Все, что Элси описывала, было огромно, чудесно, не то что в Германии. Иногда Лилиан приходила в дикий восторг: Элси писала, как несется на коне галопом по прериям, а позади нагоняет песчаная буря и грохочет гром. Она взвизгивала под одеялом, а бабушка шикала: деда разбудишь! Она сразу наказала Лилиан никому не говорить об этих письмах.

– Это секрет, – объяснила она, и Лилиан согласилась. Она дорожила бабушкиным доверием.

Дедушка об Элси никогда не упоминал, а братец Юлиус, уезжая учиться в Мюнхен, сказал Лилиан, что Элси вряд ли вернется в Германию. Лилиан побаивалась перечить этому суровому молодому человеку. Он редко их навещал, и Лилиан не скучала по нему, хотя вслух никогда бы в этом не призналась. А вот по Элси скучала, хотя никогда ее не видела. Она сказала бабушке, что молится на ночь, чтобы Элси когда‑нибудь вошла в двери пекарни. Бабушка ответила, что тоже об этом молится.

Когда в пекарню входила незнакомка, сердце Лилиан билось чаще и она с трудом принимала заказ, а покупательницы улыбались ее рассеянности, платили и уходили. Знать бы, как Элси выглядит, чтоб не разочаровываться каждый раз. В доме была лишь одна фотография матери и тети – две девочки под вишней. Лилиан так внимательно ее изучила, что знала точно, сколько веснушек на щеке у мамы и сколько зубов обнажила в улыбке Элси. В остальном она полагалась на письма.

В письмах Элси была добрая, ласковая и бесстрашная; и про маму Лилиан она знала больше всех на свете.

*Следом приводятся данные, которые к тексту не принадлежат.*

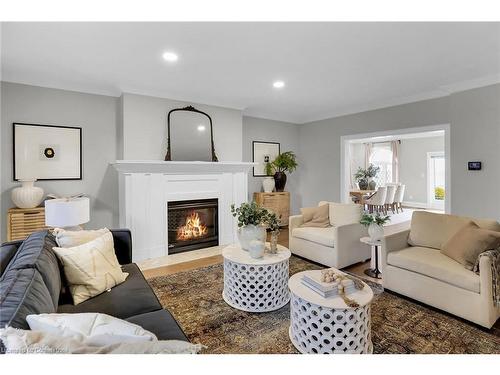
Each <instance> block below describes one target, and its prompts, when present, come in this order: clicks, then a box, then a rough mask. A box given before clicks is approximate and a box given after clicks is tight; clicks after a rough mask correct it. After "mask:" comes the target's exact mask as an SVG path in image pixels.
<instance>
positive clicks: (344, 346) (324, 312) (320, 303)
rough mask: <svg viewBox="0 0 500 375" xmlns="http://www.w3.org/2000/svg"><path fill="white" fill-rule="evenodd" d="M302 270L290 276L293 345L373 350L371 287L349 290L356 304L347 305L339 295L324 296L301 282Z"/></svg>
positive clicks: (369, 350) (367, 352)
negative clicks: (320, 294) (355, 302)
mask: <svg viewBox="0 0 500 375" xmlns="http://www.w3.org/2000/svg"><path fill="white" fill-rule="evenodd" d="M315 272H317V273H319V272H321V271H304V272H299V273H296V274H295V275H293V276H292V277H290V281H289V282H288V286H289V287H290V295H291V300H290V329H289V335H290V340H292V343H293V345H294V346H295V347H296V348H297V350H298V351H300V352H301V353H311V354H314V353H334V354H337V353H359V354H368V353H372V352H373V345H372V341H371V307H370V303H371V301H372V299H373V292H372V290H371V288H370V287H369V286H368V285H367V284H366V283H363V284H364V288H363V289H362V290H359V291H356V292H354V293H351V294H348V297H349V298H350V299H353V300H355V301H356V302H357V303H358V304H359V307H349V306H347V305H346V304H345V302H344V300H343V299H342V298H341V297H338V296H337V297H331V298H323V297H322V296H320V295H319V294H318V293H316V292H314V291H313V290H311V289H310V288H308V287H307V286H305V285H303V284H302V276H304V275H305V274H311V273H313V274H314V273H315Z"/></svg>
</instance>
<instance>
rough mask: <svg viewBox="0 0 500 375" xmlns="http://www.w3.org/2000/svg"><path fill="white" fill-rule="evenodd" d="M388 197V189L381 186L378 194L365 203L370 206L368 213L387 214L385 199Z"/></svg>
mask: <svg viewBox="0 0 500 375" xmlns="http://www.w3.org/2000/svg"><path fill="white" fill-rule="evenodd" d="M386 196H387V187H386V186H380V187H379V188H378V189H377V192H376V193H375V194H373V195H372V196H371V198H369V199H367V200H366V201H365V203H366V204H367V205H368V211H369V212H370V213H373V211H376V212H379V213H380V212H382V213H383V212H385V211H384V207H385V198H386Z"/></svg>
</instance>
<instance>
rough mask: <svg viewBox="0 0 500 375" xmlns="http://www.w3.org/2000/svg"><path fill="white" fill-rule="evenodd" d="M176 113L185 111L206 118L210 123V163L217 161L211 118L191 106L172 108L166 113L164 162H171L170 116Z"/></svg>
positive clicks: (211, 118) (217, 160)
mask: <svg viewBox="0 0 500 375" xmlns="http://www.w3.org/2000/svg"><path fill="white" fill-rule="evenodd" d="M177 111H187V112H197V113H201V114H202V115H205V116H207V117H208V120H209V121H210V142H211V148H212V161H213V162H217V161H219V159H217V155H216V154H215V146H214V131H213V126H212V118H211V117H210V116H209V115H208V114H207V113H205V112H203V111H200V110H198V109H196V108H194V107H193V106H190V105H189V106H187V107H183V108H174V109H172V110H171V111H170V112H168V116H167V154H166V155H165V161H171V160H172V155H171V148H170V115H171V114H172V113H173V112H177Z"/></svg>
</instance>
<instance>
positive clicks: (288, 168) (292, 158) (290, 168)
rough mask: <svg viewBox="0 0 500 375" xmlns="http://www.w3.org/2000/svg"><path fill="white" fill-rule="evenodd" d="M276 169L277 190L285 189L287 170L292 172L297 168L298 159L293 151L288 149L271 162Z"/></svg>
mask: <svg viewBox="0 0 500 375" xmlns="http://www.w3.org/2000/svg"><path fill="white" fill-rule="evenodd" d="M271 164H272V168H273V170H274V172H275V173H274V184H275V186H276V191H284V190H285V185H286V174H285V172H288V173H292V172H293V171H294V170H295V169H297V166H298V164H297V160H296V156H295V153H294V152H293V151H286V152H283V153H281V154H279V155H278V156H277V157H276V159H274V161H273V162H272V163H271Z"/></svg>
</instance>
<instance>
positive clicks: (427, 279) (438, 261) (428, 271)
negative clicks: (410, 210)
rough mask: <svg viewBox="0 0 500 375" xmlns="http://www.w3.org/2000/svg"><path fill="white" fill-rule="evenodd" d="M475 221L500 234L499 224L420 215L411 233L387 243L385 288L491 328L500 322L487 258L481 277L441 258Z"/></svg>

Она писала о фотографии с вишней, рассказывала, о чем Гейзель мечтала и почему; и как Гейзель любила музыку и нарядные платья; и что она была самой красивой женщиной в Гармише и самой преданной сестрой. Лилиан хотелось, чтобы у нее тоже была сестра, и она часто играла, как будто кукла Тони, которую Элси прислала ей из Америки, – ее младшая сестренка. Бабушка сказала ей: зато у тебя есть брат Юлиус. Есть, конечно, да вот была бы в нем хоть капля братской любви. Лилиан цеплялась за то, что знала в точности: она наполовину Шмидт – и в этом нет сомнений.

Дедушка накрыл вырезанные сердца марлей и отодвинул противень. Про Элси и Элберта дед не говорил, но их имена каждый год появлялись на еловых ветках. Значит, они все – семья.

Дедушка обернулся:

– А, Лилиан! Ты меня напугала.

– Прости, дедуль. Бабушка велела тебе помочь.

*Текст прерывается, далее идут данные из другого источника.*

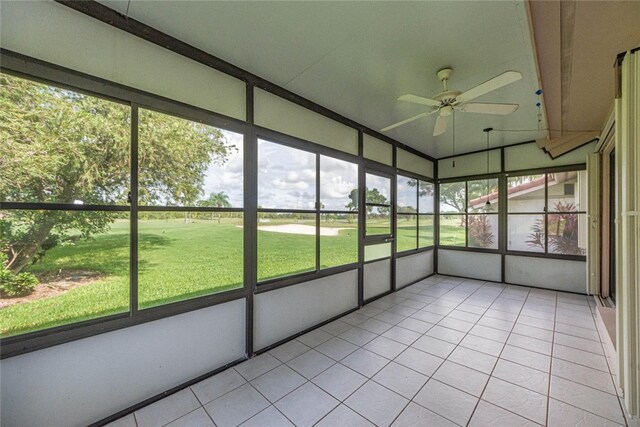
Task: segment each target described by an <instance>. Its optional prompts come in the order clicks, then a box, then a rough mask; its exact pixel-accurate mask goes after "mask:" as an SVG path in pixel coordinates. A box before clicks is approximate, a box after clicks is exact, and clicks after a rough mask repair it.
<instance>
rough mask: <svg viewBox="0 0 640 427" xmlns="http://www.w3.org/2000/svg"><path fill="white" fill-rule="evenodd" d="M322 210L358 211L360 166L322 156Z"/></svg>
mask: <svg viewBox="0 0 640 427" xmlns="http://www.w3.org/2000/svg"><path fill="white" fill-rule="evenodd" d="M320 209H322V210H331V211H346V210H349V211H354V212H356V211H357V210H358V165H357V164H355V163H351V162H347V161H344V160H338V159H334V158H332V157H327V156H320Z"/></svg>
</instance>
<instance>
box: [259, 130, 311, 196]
mask: <svg viewBox="0 0 640 427" xmlns="http://www.w3.org/2000/svg"><path fill="white" fill-rule="evenodd" d="M258 206H259V207H261V208H272V209H315V208H316V155H315V154H313V153H309V152H308V151H303V150H298V149H295V148H291V147H286V146H284V145H280V144H275V143H272V142H267V141H262V140H258Z"/></svg>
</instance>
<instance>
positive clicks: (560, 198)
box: [469, 171, 587, 252]
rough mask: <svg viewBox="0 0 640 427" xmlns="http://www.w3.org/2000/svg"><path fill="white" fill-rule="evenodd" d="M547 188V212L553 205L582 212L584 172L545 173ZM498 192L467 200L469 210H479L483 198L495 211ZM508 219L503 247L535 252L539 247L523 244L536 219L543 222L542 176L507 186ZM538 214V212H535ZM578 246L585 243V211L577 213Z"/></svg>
mask: <svg viewBox="0 0 640 427" xmlns="http://www.w3.org/2000/svg"><path fill="white" fill-rule="evenodd" d="M548 177H549V183H548V188H547V191H548V193H549V206H548V209H549V212H554V211H556V205H557V204H558V203H562V204H563V205H564V206H567V205H569V204H572V205H573V209H572V210H574V211H585V210H586V207H587V205H586V201H587V187H586V180H587V175H586V171H581V172H576V171H572V172H559V173H553V174H549V175H548ZM498 197H499V196H498V193H497V192H493V193H490V194H489V195H488V196H482V197H478V198H476V199H473V200H470V201H469V206H470V209H471V211H473V212H481V211H482V209H483V208H484V206H485V204H486V202H487V200H488V201H489V203H491V206H492V208H493V210H494V211H497V210H498ZM507 199H508V202H507V204H508V212H509V216H508V221H507V224H508V226H507V247H508V248H509V249H510V250H515V251H539V252H543V249H542V248H540V247H535V246H532V245H531V244H529V243H527V241H528V240H531V237H530V236H531V233H532V232H533V228H534V226H535V223H536V221H538V220H541V221H544V212H545V206H544V204H545V177H544V175H541V176H536V177H535V179H532V180H529V181H524V182H522V183H519V184H517V185H514V186H510V187H509V189H508V192H507ZM536 213H539V215H536ZM527 214H528V215H527ZM578 230H579V234H578V246H579V247H581V248H585V247H586V244H587V235H586V230H587V218H586V215H585V214H578Z"/></svg>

Doch! [81]– Он хлопнул в ладоши. – Уже закончил. Надо только убрать обрезки. – Он смял остатки теста в ком. – Иди помоги мне.

Лилиан подошла. Дедушка пах корицей, имбирем и кардамоном, и она придвинулась ближе: запах Рождества.

– На, попробуй. – Он отщипнул кусочек теста и положил ей в рот.

Тесто было сладким и острым. Лилиан подержала его на языке и проглотила.

– Вкусно.

Дедушка поцеловал ее в лоб.

– Только бабушке не говори. Она меня наругает за то, что я тебя кормлю перед сном.

Лилиан улыбнулась. Она умела хранить тайны.

Вечером бабушка сидела в комнате Лилиан и штопала ее шерстяные школьные чулки. Ноги у Лилиан замерзли под одеялом, а кроме того, она хотела поговорить.

– Полежи со мной, бабуль, – попросила она. – Мне что‑то не спится.

Она понимала, что уже выросла из сказок на ночь, но надеялась, что бабушка согласится.

Бабушка вздохнула, отложила иголку и чулки и легла рядом. Лилиан просунула ножки между ее ног.

– Да ты замерзла, детка! – Бабушка подоткнула одеяло.

– Ты рада, что Рождество? – спросила Лилиан. – Рада, – ответила бабушка. – А ты?

Лилиан подтянула одеяло под подбородок и кивнула.

– Как думаешь, тетя Элси нам напишет?

Бабушка обняла Лилиан.

– Она всегда пишет на Рождество.

Лилиан это знала, но хотела лишний раз убедиться.

– Я сегодня купила карпа. Толстый, как огромная шишка. Видела?

Лилиан помотала головой.

– Зато я видела, как дедушка пек имбирные сердечки. – Она хихикнула и уткнулась в бабушку.

– Вот оно как. – Бабушка глубоко вздохнула.

– Как думаешь, Юлиус не обидится, если я съем его пряник? Он ведь в этом году не приедет на Рождество?

– Надо у дедушки спросить, – ответила бабушка. – Ну, ты согрелась. Пора спать.

Она привстала, но Лилиан потянула ее к себе:

– Побудь еще, пожалуйста. Почитаешь мне? То письмо, где тетя Элси помогала дяде Элберту в больнице? Когда она дала мальчику со сломанной рукой леденец в полосочку.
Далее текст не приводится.